ASML ist nach einem überraschend starken ersten Quartal optimistischer für das Gesamtjahr 2026. Der Chipausrüster hat seine Umsatzprognose angehoben. Konzernchef Christophe Fouquet verwies auf anhaltend hohe Investitionen in KI-Infrastruktur. Der Blick auf das zweite Quartal könnte die Stimmung aber etwas drücken.
AKTIONÄR-Leser wissen: ASML ist das weltweit einzige Unternehmen, das Extrem-Ultraviolett-Lithografieanlagen herstellt – diese werden für die Produktion von Mikrochips mit immer kleineren Strukturen und höherer Leistungsfähigkeit benötigt. Zu den Kunden zählen sämtliche führenden Chiphersteller, darunter Taiwan Semiconductor Manufacturing (TSMC) und Intel. Die Maschinen von ASML sind zudem unverzichtbar für die Herstellung der KI-Beschleuniger von Nvidia, die wiederum das Rückgrat für Training und Betrieb moderner KI-Modelle in Rechenzentren bilden.

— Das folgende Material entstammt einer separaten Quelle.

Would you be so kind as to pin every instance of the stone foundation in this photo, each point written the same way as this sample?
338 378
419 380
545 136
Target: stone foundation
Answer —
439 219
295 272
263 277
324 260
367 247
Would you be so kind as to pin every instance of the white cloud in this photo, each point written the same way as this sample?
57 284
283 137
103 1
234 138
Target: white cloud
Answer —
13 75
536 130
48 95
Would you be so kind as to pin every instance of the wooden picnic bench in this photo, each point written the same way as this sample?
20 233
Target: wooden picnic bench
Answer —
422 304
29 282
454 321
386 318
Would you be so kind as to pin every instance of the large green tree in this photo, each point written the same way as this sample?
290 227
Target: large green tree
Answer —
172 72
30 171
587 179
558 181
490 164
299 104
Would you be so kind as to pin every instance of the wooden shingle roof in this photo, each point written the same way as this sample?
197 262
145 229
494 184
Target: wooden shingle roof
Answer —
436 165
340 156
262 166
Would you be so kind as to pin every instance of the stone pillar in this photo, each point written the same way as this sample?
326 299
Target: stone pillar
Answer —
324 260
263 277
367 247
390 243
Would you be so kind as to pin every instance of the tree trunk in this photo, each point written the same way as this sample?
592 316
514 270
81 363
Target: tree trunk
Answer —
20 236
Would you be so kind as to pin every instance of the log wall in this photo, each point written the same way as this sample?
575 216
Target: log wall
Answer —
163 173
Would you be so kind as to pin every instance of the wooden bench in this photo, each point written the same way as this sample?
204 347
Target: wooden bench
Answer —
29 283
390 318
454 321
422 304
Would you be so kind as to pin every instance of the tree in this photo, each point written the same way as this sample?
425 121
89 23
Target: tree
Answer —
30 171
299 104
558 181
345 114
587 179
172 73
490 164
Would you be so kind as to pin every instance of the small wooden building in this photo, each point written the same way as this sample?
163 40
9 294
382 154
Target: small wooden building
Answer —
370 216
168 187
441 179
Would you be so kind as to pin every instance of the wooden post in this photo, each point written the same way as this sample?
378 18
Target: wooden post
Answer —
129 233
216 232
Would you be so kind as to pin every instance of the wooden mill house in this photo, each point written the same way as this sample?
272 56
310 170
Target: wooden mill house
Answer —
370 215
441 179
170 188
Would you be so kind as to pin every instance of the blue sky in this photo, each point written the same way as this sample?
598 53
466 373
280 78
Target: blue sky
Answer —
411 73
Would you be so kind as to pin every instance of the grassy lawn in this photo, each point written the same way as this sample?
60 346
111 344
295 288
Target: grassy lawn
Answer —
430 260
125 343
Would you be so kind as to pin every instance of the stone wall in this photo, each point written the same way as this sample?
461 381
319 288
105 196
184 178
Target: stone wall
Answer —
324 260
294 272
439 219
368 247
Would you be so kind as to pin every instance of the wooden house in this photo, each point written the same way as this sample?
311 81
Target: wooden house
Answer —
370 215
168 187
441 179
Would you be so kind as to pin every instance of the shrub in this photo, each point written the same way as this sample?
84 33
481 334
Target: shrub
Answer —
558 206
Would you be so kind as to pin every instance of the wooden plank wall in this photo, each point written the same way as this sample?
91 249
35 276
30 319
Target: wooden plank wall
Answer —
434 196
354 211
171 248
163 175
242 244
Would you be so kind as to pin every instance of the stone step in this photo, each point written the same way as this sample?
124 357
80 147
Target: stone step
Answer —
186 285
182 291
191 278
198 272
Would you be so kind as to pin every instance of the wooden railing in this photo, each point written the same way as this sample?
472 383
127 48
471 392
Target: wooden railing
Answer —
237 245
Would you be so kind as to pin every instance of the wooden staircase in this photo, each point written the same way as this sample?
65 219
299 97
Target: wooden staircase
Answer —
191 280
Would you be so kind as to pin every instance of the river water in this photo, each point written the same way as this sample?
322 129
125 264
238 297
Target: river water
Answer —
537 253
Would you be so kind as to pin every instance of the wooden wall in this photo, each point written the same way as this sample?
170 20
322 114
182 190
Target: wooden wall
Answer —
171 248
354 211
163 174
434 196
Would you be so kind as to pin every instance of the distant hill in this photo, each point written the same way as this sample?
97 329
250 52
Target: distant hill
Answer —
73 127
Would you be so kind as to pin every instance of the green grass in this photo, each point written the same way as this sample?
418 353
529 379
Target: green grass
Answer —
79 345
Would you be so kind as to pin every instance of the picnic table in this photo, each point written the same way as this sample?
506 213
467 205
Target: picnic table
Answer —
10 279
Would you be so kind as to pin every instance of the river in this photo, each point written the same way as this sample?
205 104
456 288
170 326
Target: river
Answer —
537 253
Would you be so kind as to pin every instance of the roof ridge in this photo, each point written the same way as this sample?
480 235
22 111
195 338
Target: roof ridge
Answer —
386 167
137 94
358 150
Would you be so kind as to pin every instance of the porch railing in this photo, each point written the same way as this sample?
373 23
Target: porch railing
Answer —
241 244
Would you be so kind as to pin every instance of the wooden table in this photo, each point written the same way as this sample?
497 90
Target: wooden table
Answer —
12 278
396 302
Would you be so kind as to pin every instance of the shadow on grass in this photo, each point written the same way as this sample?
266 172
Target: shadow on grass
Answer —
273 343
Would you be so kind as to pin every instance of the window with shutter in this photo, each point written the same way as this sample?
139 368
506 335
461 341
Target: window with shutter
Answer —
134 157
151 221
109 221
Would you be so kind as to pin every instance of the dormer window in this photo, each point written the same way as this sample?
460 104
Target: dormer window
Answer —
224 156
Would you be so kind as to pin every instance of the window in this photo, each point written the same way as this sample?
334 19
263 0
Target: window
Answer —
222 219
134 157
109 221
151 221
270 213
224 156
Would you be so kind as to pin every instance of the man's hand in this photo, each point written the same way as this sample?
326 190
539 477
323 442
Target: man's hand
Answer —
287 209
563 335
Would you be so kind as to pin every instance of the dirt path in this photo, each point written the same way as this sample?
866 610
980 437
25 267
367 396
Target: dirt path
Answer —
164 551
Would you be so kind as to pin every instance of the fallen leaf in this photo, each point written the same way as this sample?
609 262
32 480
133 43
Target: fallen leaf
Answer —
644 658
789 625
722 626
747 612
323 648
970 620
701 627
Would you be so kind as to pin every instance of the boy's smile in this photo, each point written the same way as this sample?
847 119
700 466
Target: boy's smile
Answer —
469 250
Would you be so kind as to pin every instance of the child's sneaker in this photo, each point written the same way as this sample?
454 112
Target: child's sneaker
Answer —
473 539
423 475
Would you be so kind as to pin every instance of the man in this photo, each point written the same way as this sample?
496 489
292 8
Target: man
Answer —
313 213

Die Wachstumsaussichten der Halbleiterbranche sind ungebrochen. Die Nachfrage nach Chips übersteigt weiterhin das Angebot, entsprechend bleibt der Auftragseingang hoch.
Im ersten Quartal erzielte ASML einen Umsatz von rund 8,8 Milliarden Euro und übertraf damit die Erwartungen der Analysten. Auch die Bruttomarge lag mit 53 Prozent über den Prognosen. Der Gewinn belief sich auf knapp 2,8 Milliarden Euro und blieb damit auf dem hohen Niveau des Vorquartals.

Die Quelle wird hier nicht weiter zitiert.